On 11/4/07, Ralf Wildenhues <[EMAIL PROTECTED]> wrote:
>
> Please learn about `subdir-objects', that helps. It's indexed in the
> manual.
Ok, that has actually helped in multiple ways. I am now using that
option, and it's good. That gets me past one hurdle. Now I am left
with the following:
First, if I do this:
crt64_SCRIPTS = libcrtdll.a
lib%.a: %.def
$(DLLTOOL) $(DLLOPTS) --dllname $*.dll --def=$(top_srcdir)/$*.def
Then libcrtdll.a and crtdll.dll are not put into their respective
subdirectories.

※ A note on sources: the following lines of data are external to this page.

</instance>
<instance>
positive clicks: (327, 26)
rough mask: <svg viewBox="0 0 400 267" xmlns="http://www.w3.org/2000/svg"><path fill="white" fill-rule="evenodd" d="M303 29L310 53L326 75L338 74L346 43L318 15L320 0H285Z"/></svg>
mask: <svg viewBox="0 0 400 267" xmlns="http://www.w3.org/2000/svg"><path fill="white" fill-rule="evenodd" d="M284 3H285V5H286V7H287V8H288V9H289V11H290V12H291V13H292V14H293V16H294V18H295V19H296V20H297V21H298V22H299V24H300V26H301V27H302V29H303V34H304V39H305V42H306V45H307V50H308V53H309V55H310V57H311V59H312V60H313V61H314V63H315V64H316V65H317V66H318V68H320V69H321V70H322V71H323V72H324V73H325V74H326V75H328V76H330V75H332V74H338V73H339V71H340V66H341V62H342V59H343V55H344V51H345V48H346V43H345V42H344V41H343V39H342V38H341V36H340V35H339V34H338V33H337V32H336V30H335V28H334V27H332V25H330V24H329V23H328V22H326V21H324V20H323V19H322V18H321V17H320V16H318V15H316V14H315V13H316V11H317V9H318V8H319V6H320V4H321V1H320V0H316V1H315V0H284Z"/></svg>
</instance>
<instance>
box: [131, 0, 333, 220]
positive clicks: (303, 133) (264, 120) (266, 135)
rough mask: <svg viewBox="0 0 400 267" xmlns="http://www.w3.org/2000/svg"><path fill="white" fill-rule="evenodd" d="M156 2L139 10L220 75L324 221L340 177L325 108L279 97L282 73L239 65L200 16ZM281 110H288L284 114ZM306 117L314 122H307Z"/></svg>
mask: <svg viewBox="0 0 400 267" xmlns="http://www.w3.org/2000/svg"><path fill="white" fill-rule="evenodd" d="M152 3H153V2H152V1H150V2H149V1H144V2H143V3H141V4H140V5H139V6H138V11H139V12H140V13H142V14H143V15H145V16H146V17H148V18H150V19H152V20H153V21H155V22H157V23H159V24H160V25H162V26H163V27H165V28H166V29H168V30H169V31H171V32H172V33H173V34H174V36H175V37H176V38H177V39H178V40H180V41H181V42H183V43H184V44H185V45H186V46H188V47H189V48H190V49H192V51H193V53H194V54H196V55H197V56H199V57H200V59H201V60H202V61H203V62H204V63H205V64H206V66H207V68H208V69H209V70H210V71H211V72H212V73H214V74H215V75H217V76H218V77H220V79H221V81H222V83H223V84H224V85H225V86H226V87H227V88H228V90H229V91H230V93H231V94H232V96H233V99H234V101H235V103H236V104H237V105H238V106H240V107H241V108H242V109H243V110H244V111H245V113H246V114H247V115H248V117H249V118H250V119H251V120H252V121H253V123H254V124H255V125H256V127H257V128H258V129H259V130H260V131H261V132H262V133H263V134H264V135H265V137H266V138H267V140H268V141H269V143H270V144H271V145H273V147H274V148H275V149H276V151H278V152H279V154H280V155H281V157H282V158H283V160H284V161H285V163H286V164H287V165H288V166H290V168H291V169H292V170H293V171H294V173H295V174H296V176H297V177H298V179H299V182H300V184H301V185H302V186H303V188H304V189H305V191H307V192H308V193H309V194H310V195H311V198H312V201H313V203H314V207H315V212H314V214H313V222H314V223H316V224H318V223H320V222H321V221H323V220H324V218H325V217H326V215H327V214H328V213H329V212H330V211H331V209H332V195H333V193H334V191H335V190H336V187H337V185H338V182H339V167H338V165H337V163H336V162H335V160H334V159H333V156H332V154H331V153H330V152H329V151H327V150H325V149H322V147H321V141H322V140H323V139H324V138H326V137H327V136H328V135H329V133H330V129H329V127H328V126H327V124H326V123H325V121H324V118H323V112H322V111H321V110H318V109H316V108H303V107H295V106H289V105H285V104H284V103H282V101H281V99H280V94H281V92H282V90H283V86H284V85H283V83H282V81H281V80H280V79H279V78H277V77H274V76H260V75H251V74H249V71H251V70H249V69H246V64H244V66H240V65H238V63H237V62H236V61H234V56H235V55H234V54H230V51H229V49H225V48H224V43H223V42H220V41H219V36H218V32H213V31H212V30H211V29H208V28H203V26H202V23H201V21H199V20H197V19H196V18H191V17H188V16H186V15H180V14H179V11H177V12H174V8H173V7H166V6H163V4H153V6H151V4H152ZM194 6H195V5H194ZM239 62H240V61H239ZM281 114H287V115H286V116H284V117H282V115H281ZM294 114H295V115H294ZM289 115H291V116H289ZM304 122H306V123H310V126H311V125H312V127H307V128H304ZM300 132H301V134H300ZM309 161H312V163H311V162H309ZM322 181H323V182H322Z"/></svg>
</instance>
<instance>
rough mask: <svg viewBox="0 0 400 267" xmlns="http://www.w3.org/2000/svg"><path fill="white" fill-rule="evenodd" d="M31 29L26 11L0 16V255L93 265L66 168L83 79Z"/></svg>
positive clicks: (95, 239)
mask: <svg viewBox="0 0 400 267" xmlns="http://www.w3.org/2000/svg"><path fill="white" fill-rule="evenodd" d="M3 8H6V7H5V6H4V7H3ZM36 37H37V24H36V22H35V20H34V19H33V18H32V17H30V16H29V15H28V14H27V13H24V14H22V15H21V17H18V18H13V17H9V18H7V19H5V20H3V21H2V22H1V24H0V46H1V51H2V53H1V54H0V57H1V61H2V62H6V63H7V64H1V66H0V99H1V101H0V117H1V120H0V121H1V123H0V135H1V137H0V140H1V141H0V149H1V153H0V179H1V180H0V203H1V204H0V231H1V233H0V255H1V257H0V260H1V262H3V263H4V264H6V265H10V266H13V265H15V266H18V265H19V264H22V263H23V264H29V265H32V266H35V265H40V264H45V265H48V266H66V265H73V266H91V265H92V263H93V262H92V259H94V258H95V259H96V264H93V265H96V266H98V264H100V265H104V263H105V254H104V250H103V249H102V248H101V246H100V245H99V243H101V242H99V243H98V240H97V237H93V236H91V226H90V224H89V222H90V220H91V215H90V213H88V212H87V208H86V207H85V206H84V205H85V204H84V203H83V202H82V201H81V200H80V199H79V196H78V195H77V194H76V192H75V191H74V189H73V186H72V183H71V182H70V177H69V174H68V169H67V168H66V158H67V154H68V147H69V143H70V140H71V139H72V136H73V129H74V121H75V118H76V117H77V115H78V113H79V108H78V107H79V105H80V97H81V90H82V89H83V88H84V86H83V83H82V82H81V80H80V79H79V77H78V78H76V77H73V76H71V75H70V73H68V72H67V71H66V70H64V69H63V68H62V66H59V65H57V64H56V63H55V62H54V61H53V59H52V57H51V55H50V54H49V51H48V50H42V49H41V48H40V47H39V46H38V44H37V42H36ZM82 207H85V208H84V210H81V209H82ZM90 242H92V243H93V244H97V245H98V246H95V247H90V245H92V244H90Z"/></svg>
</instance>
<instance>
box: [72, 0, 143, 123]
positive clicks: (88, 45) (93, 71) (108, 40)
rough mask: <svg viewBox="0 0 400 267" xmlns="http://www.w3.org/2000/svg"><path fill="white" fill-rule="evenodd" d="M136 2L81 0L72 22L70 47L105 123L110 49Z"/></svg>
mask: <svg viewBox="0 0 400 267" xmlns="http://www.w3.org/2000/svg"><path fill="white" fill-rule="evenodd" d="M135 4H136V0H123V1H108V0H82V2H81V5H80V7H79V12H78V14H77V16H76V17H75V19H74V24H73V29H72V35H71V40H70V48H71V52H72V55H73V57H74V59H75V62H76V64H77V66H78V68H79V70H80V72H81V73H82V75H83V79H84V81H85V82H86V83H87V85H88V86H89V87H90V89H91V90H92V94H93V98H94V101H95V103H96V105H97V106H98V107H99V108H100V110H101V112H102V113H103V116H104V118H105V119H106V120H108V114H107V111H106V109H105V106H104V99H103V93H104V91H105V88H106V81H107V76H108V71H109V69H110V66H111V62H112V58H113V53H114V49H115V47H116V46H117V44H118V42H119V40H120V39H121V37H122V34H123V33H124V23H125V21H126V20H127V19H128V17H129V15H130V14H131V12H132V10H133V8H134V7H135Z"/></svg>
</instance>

I'm guessing I have to manually change the output
file location in the build command.
The more important issue is that though I can now easily have multiple
sources with the same name, I cannot so easily have multiple libraries
with the same name. Consider this:
lib32dir=$(prefix)/lib32
lib64dir=$(prefix)/lib64
lib32_LIBRARIES = libuuid.a
libuuid_a_SOURCES = lib32/uuid.c
lib64_LIBRARIES = libuuid.a
libuuid_a_SOURCES = lib64/uuid.c
The result is that a 'make all' builds libuuid.a once using the lib32
source. The second _SOURCES variable isn't even set at all -- it's
actually ignored, and the lib64/uuid.c file is nowhere in the
resulting makefile. When I do a 'make install', however, the 32-bit
version of the file libuuid.a is installed into both /lib32 and
/lib64.
So....................... any more ideas? Is there a way to build
the 32-bit libuuid.a file in one directory and the 64-bit version in
another? I am now using the subdir-objects option, but AFAICS, that
only applies to the intermediate objects -- in this case, uuid.o. Is
there a way to make that apply to the library itself?